Monday 16 September 2013

Serious preparation

Last week:

Sunday - ceili class
Monday - ceili and solo class
Tuesday - solo practice
Wednesday - gym
Thursday - teaching practice
Friday - gym
Saturday and Sunday - ok, rest days, but I lilted and revised at least!

I've just got to do this every week for the next 12 weeks or so and I'm done. It hasn't killed my legs as much as I thought it would.

So, this week:

Monday - ceili and solo class (whichever ceilis are thrown at us, plus jig sets)
Tuesday - solo practice (hornpipe sets)
Wednesday - gym (bike/cross trainer/leg machines/core stuff/arms)
Thursday - teaching practice (Four Hand and Glencar reels)
Friday - gym (more of the same, might try the rower)
Saturday - solo practice (not decided yet, slip jig needs a run through and I have a new reel step)
Sunday - ceili class

On it. Car bonnet.

Tuesday 10 September 2013

Wall of Inspiration part 2


^ So there's 93 to go. It's what I do with them that counts. I have a spreadsheet mapping out the next 13 weeks of my life, with a dance task plotted in every day. I'm colour coding it - green for success, as in I got off my arse and did my practice or went to the gym that day. Red for failure - did not get up and go. I'm allowed a few reds. But keeping track on screen makes me see how many. I could have a red day today, but then I can't have another red all week. I could have a red day, but look how many pretty greens I've got. Why would I want to taint it with red?
PS - Jessie Leach, please win the Worlds in London. I want to applaud you.




^ Two marks. Nine marks. Nine marks. I'm too close to give up. So I'm not going to - it's happening.





^ "If you want to know where your heart lies, look to where your mind wanders". I love it so much.





^ But only twice.
 
 


^ But I have the experience. I'm going to be in the same room. I know exactly what to expect. I know how to fail it. I know why I failed it. I've learnt the lesson.




For part one - go here.

Wednesday 4 September 2013

99

It's creeping up on us again. The venue's now confirmed. The fees are paid. I'm feeling ok.

I said I wanted to have all my dancing steps choreographed and sorted by the end of August, ready for just practising. I'm happy with all my heavy steps, sets included, and I think I've finalised my light steps but I'm relaxed about leaving those a little longer since I've always been indecisive about reel and slip steps, even as a dancer. I've just got so many running round my head that it's hard to narrow them down - even so I have a definite step for each, and a few maybes. Not concerned about that.
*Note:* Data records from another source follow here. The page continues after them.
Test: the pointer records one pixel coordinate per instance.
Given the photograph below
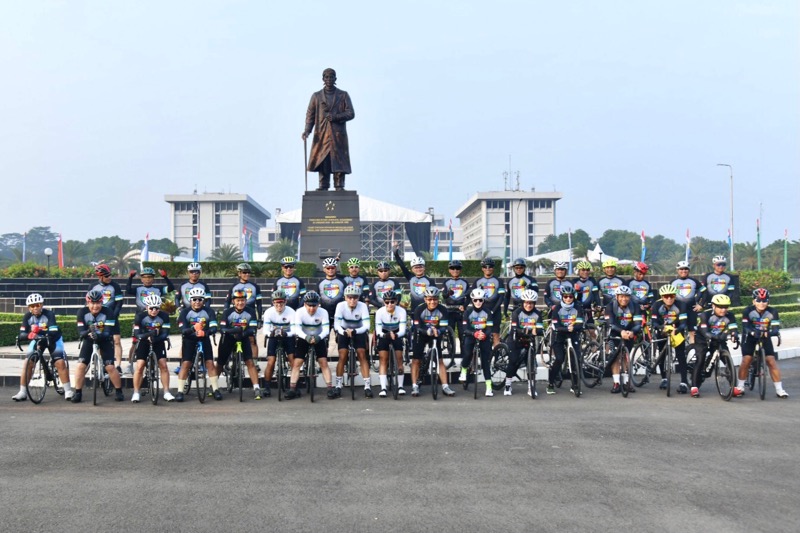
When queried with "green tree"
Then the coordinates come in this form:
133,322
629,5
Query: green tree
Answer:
226,252
282,248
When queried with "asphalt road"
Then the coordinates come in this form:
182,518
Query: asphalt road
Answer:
602,462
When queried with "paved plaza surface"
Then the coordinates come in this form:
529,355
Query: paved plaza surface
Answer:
645,463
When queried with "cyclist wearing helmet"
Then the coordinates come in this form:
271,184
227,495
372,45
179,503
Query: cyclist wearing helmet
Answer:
112,299
567,317
518,284
351,322
153,324
239,324
196,324
253,300
418,282
354,278
293,287
494,296
38,323
689,296
608,284
716,327
390,329
311,327
587,293
331,288
667,319
477,323
96,322
641,292
455,299
430,322
147,275
759,320
278,331
625,321
718,282
194,270
382,285
526,327
552,291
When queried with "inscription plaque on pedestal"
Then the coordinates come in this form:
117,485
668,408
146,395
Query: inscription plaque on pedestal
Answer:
330,225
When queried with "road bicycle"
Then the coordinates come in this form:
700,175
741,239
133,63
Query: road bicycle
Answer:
41,371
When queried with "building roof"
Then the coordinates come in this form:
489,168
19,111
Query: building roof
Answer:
507,195
217,197
369,210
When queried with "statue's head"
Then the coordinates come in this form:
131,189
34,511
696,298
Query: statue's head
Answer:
329,78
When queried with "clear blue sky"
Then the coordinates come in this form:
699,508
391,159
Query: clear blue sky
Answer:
625,104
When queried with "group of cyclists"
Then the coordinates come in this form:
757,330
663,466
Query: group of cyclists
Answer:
693,314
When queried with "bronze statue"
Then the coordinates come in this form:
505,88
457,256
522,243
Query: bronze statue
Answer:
329,110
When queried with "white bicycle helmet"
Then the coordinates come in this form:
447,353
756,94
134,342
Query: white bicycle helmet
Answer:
197,292
529,295
34,298
153,300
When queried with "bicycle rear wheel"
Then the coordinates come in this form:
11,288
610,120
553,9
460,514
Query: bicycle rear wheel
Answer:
200,379
36,384
152,369
762,373
669,357
625,369
574,369
724,374
591,370
531,369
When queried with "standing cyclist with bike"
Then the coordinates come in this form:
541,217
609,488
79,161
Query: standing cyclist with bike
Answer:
152,323
96,323
39,321
716,327
196,324
760,321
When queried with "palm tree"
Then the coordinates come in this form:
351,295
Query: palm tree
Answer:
226,252
282,248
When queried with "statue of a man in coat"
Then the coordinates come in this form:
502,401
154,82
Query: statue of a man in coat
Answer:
327,115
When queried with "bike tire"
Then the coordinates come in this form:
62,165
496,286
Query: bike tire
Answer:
724,375
762,373
499,364
152,368
669,358
575,369
624,368
433,369
531,370
591,370
393,374
36,382
311,373
200,378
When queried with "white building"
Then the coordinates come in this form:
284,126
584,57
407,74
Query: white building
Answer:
507,223
218,218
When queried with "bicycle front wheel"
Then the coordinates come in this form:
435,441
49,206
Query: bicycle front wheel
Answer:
36,383
724,374
625,369
762,373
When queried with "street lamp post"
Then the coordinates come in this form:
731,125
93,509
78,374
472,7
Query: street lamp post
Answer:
731,170
48,252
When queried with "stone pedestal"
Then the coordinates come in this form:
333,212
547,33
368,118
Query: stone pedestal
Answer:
330,225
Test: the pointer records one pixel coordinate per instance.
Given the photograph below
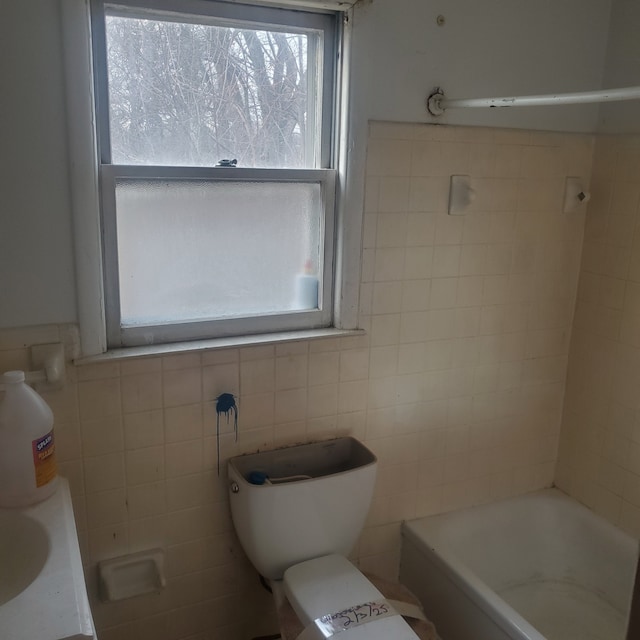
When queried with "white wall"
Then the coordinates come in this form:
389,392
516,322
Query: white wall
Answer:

I've been killing the gym a bit so I feel like I'm getting fitter and it's doing my legs good. Not so my feet - a niggle has turned into full blown plantar fasciitis, especially severe in the left foot. What can I do but plough on? I'll rest at Christmas.

I'm feeling really good about ceili teaching and feel like I'm actually quite strong on lilting now which is one of things that let me down last time. I just need to calm myself as my speech speeds up when I'm nervous, I get raging dry mouth, I go pink - I know I know my stuff, I just need to not give them any reason to take off points. Speaking too fast could knock points off under 'clear and audible instruction'. They could knock points off for a lack of confidence, I don't know. It's physical, I can't control it and I'm not like that in a real class situation.

Solo teaching I think will be ok, I've got boys steps ready and again I just need to relax, and break down a bit further than I did last time. Lilting again will pull my marks up this time I hope, and I need to think about where I'll stand and how I'll actually teach it.

I wonder if I wrote a post last year about how I was doing with 99 days to go. I'm infinitely further on this time.